The push for accountability began with an indictment charging James Comey with making false statements to Congress and obstruction of its work. Those charges stem from the mess known as Operation Crossfire Hurricane and allegations that Comey leaked and politicized intelligence to shield allies and target opponents. The Justice Department prosecuted based on evidence, including communications between Comey and his friend and conduit, Daniel Richman, who also worked as a contractor.
A warrant signed years ago authorized the seizure of Richman’s emails and accounts after a careful judicial review of probable cause. Those materials were lawfully taken and catalogued by investigators seeking to determine whether senior officials abused their positions. Normally, evidence collected under warrant is preserved for prosecutors to review, challenge, or use at trial if courts find it admissible.
COURT SAYS BOASBERG DIDN’T KNOW ARCTIC FROST SUBPOENAS HIT LAWMAKERS, GRASSLEY CALLS THAT ‘DEEPLY TROUBLING’ That headline reflects a pattern where judges miss or minimize facts that matter to national accountability, and this situation is no different. Now a judge far from the original case has ordered drastic action that runs counter to prosecutorial needs and common sense.
In an astonishing move, Judge Colleen Kollar-Kotelly ordered the FBI to destroy emails seized from Richman and to send a copy to another judge overseeing a related prosecution. That order threatens to strip investigators of the ability to inspect evidence and build a case for a new indictment if an appellate court reverses a dismissal in Virginia. Destroying materials obtained under a valid warrant is an extraordinary step that invites chaos and denies prosecutors the tools they need.
The legal maneuver at issue relies on Federal Rule of Criminal Procedure 41(g), a mechanism intended for individuals who claim property was unlawfully seized. Here, Richman used that rule not as a defendant in the underlying investigation but as a third party asking a distant judge to destroy materials tied to conversations with a former government official. That stretches the rule into territory it was never meant to occupy and effectively lets a partisan actor erase evidence in an ongoing criminal matter.

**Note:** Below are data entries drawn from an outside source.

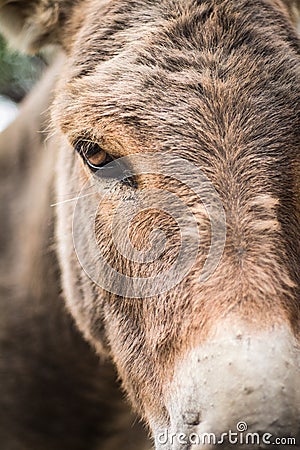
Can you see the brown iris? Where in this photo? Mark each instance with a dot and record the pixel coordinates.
(94, 156)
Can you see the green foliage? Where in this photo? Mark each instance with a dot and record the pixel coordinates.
(18, 73)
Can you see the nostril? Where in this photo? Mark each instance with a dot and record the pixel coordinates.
(191, 418)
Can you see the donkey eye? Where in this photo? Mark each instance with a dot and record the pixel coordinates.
(94, 156)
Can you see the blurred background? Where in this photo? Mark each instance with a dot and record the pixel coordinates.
(18, 74)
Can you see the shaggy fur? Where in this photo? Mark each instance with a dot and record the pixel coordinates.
(216, 82)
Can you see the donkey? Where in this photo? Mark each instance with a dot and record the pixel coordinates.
(165, 135)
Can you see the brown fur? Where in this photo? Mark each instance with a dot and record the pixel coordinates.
(216, 82)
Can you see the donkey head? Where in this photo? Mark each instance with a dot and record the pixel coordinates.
(177, 125)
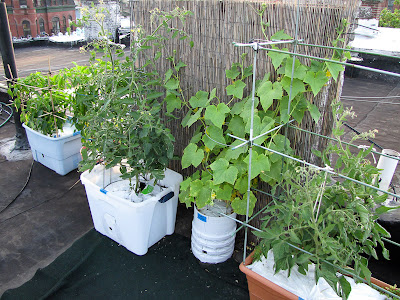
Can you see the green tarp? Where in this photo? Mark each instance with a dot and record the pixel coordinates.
(95, 267)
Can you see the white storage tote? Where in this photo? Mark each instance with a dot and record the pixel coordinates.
(136, 226)
(60, 154)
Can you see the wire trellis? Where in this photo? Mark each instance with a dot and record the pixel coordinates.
(256, 46)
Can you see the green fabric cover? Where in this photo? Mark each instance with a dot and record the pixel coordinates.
(95, 267)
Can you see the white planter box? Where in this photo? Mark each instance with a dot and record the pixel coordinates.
(60, 154)
(136, 226)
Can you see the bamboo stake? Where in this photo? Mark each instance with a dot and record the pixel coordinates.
(51, 99)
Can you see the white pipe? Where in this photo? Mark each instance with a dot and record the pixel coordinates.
(388, 167)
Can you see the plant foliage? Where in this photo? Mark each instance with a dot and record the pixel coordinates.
(118, 100)
(42, 101)
(220, 127)
(332, 219)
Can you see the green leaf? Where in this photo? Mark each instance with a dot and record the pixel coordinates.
(381, 230)
(185, 184)
(234, 154)
(240, 205)
(216, 114)
(268, 92)
(232, 73)
(316, 81)
(314, 111)
(242, 184)
(334, 69)
(277, 58)
(366, 273)
(236, 89)
(173, 102)
(298, 86)
(192, 155)
(213, 94)
(172, 84)
(225, 192)
(346, 287)
(260, 164)
(247, 72)
(223, 172)
(236, 126)
(294, 238)
(383, 209)
(200, 100)
(168, 75)
(154, 95)
(204, 196)
(281, 35)
(213, 136)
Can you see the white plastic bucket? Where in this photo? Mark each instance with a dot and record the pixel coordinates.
(136, 226)
(388, 166)
(60, 154)
(213, 238)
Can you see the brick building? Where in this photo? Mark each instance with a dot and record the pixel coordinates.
(32, 17)
(377, 6)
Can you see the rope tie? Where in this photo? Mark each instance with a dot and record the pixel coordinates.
(366, 147)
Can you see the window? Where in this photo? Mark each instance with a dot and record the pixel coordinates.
(41, 25)
(56, 25)
(26, 27)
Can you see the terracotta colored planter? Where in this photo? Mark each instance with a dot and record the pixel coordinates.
(262, 288)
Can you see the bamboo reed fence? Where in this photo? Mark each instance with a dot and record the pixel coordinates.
(216, 24)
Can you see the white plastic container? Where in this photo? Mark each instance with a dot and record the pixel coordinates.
(136, 226)
(387, 166)
(60, 154)
(213, 237)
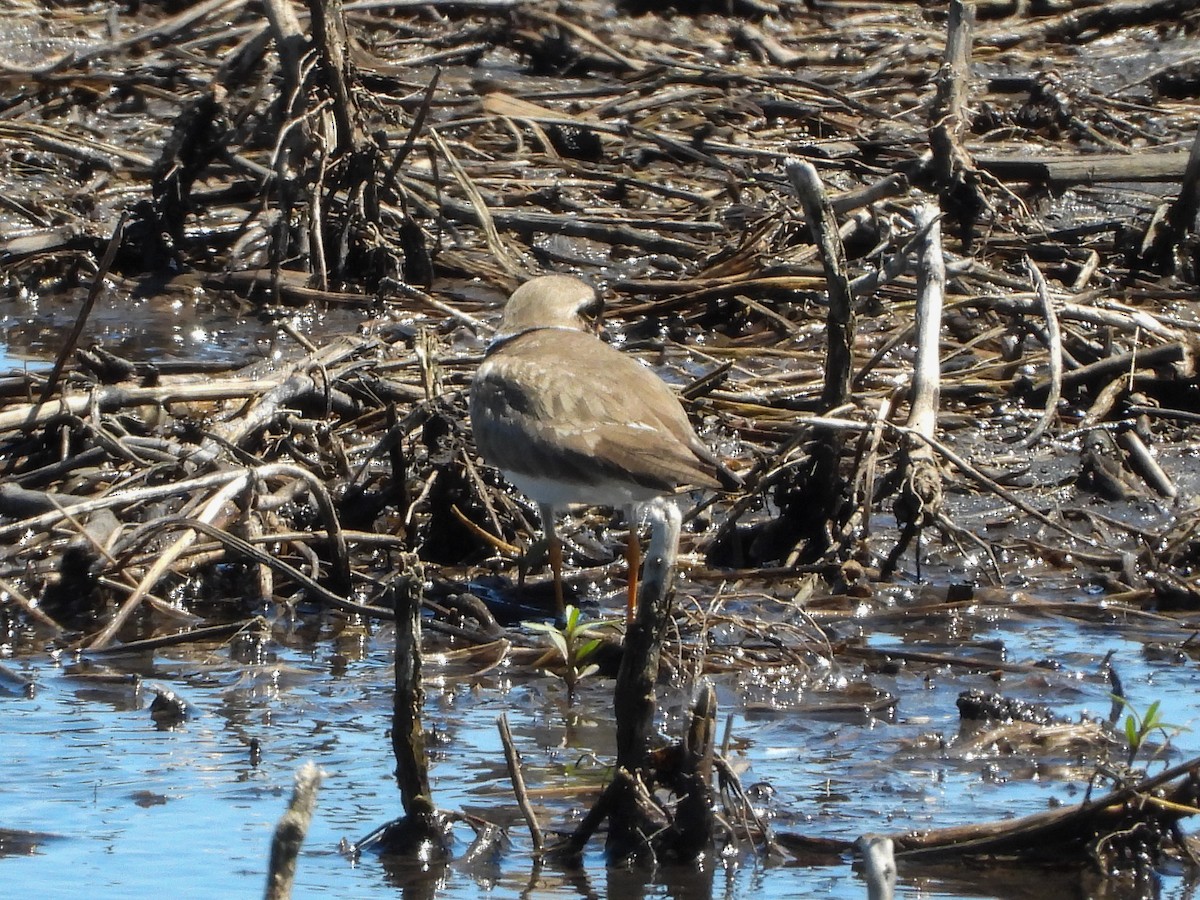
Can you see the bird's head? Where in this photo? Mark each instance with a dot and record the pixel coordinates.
(551, 301)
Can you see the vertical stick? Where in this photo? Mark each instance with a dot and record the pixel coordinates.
(407, 733)
(840, 321)
(291, 832)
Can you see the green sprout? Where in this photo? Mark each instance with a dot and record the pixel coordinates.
(575, 642)
(1139, 727)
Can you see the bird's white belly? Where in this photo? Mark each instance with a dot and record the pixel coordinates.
(564, 493)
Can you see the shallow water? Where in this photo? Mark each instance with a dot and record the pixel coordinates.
(126, 808)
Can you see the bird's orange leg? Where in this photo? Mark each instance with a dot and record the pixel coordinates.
(556, 568)
(634, 563)
(555, 550)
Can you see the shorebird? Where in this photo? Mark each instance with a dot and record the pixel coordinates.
(570, 420)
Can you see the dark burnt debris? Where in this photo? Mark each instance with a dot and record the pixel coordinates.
(907, 256)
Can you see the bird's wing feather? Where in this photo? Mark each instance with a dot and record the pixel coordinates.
(564, 400)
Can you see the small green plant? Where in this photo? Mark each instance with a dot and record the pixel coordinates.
(1138, 727)
(575, 642)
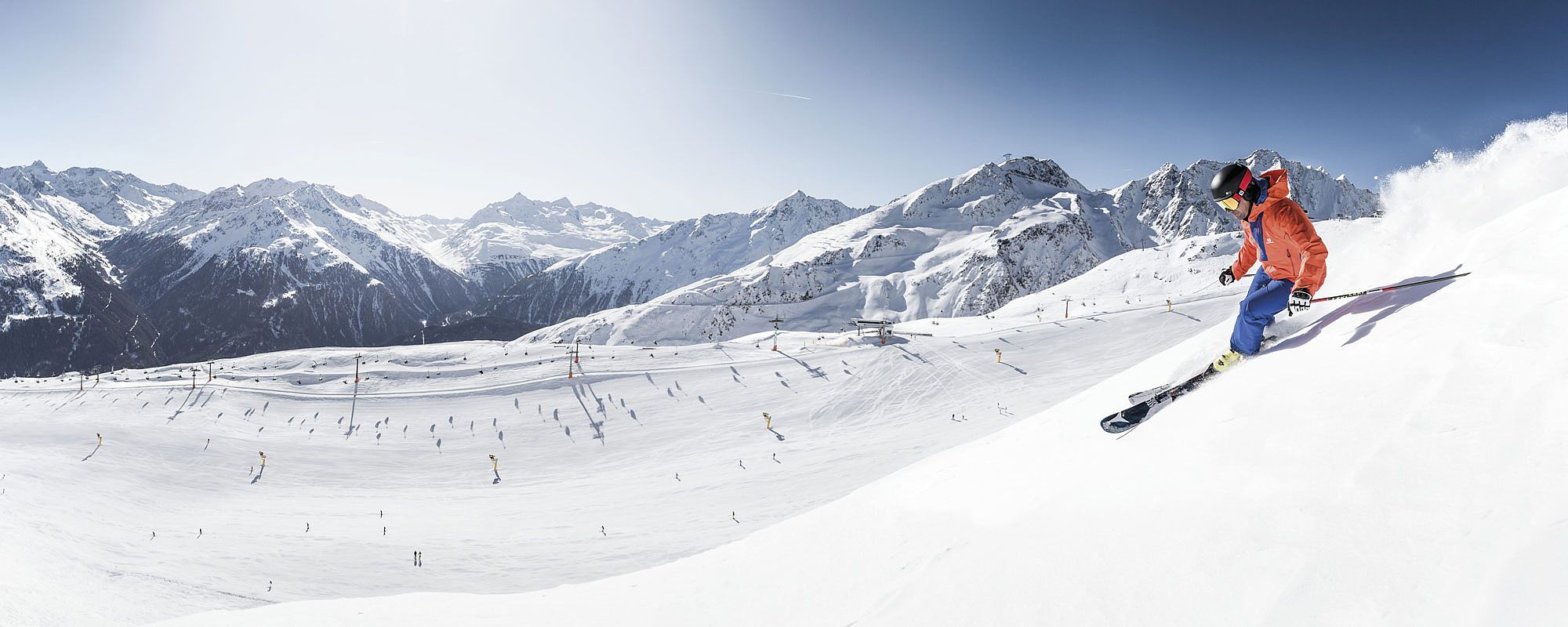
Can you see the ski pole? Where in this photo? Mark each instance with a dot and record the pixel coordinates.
(1390, 289)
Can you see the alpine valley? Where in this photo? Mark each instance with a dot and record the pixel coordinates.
(103, 270)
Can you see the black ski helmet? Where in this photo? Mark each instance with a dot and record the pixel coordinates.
(1232, 181)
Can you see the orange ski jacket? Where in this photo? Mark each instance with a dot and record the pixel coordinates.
(1291, 248)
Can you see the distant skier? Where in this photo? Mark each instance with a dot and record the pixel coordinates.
(1279, 234)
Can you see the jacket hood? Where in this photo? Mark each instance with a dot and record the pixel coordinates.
(1279, 189)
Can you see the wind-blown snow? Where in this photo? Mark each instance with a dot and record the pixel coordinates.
(1396, 460)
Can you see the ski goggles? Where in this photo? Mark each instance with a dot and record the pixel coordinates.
(1233, 201)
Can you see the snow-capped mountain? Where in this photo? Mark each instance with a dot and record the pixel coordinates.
(959, 247)
(517, 237)
(62, 306)
(680, 255)
(92, 201)
(281, 264)
(1175, 203)
(62, 303)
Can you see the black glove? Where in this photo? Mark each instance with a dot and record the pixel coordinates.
(1299, 302)
(1227, 277)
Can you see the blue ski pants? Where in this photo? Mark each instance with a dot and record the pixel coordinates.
(1265, 299)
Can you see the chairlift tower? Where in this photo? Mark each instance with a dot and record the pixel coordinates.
(777, 321)
(575, 358)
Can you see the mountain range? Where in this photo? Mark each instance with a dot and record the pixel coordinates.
(104, 270)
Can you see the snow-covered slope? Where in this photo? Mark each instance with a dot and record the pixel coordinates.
(1175, 203)
(90, 201)
(62, 306)
(281, 264)
(666, 449)
(1407, 471)
(62, 303)
(957, 247)
(517, 237)
(680, 255)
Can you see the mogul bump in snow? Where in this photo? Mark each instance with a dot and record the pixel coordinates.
(1279, 234)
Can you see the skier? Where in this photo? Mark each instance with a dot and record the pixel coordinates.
(1280, 236)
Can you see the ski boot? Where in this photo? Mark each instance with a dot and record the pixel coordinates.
(1227, 361)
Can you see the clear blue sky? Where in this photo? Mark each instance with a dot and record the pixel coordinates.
(678, 109)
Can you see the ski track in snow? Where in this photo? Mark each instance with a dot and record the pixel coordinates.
(848, 416)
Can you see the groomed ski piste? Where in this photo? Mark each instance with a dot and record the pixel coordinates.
(1395, 460)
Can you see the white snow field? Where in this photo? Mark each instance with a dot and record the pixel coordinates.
(78, 520)
(1395, 460)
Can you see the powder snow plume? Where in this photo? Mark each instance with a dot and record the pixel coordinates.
(1439, 205)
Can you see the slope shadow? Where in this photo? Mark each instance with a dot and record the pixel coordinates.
(1384, 303)
(811, 371)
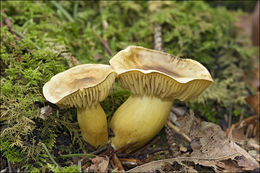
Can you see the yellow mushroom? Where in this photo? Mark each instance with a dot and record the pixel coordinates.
(83, 87)
(155, 79)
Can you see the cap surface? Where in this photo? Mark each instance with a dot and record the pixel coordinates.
(80, 86)
(146, 71)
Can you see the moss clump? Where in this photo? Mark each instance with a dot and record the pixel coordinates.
(189, 29)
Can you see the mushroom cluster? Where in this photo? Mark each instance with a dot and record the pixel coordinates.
(154, 78)
(83, 87)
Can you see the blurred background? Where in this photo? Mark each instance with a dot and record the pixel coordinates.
(42, 38)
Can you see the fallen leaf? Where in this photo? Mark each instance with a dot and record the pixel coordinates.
(254, 102)
(99, 164)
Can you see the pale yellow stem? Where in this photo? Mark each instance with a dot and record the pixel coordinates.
(138, 120)
(93, 125)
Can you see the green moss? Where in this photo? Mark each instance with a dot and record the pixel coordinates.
(190, 30)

Practical consequences are immediate and severe: statutory time limits could prevent the government from re-indicting within the narrow window allowed after a dismissal, and the inability to review the copied emails would slow any renewed prosecution substantially. Even if an appellate court later reverses a lower court’s dismissal, the prosecution could be crippled because key evidence was made unavailable at a crucial moment. This is not hypothetical; it is a real risk to the rule of law and to equal treatment under it.
What we are witnessing is a pattern where certain judges intervene to protect allies of the political left while hamstringing efforts to hold powerful figures accountable. That trend undermines public confidence in the judiciary and invites accusations of two-tier justice. If higher courts fail to correct these abuses, Congress has tools it should be willing to use, including oversight and other measures to restore balance.
The stakes go beyond one case or one person. When judges order the destruction of evidence in active probes, they are usurping roles reserved for appellate review and for juries to weigh at trial. The Justice Department is right to demand that lawful investigations proceed unfettered and that appellate courts, or ultimately the Supreme Court, step in to stop judicial overreach that shields influential figures from scrutiny.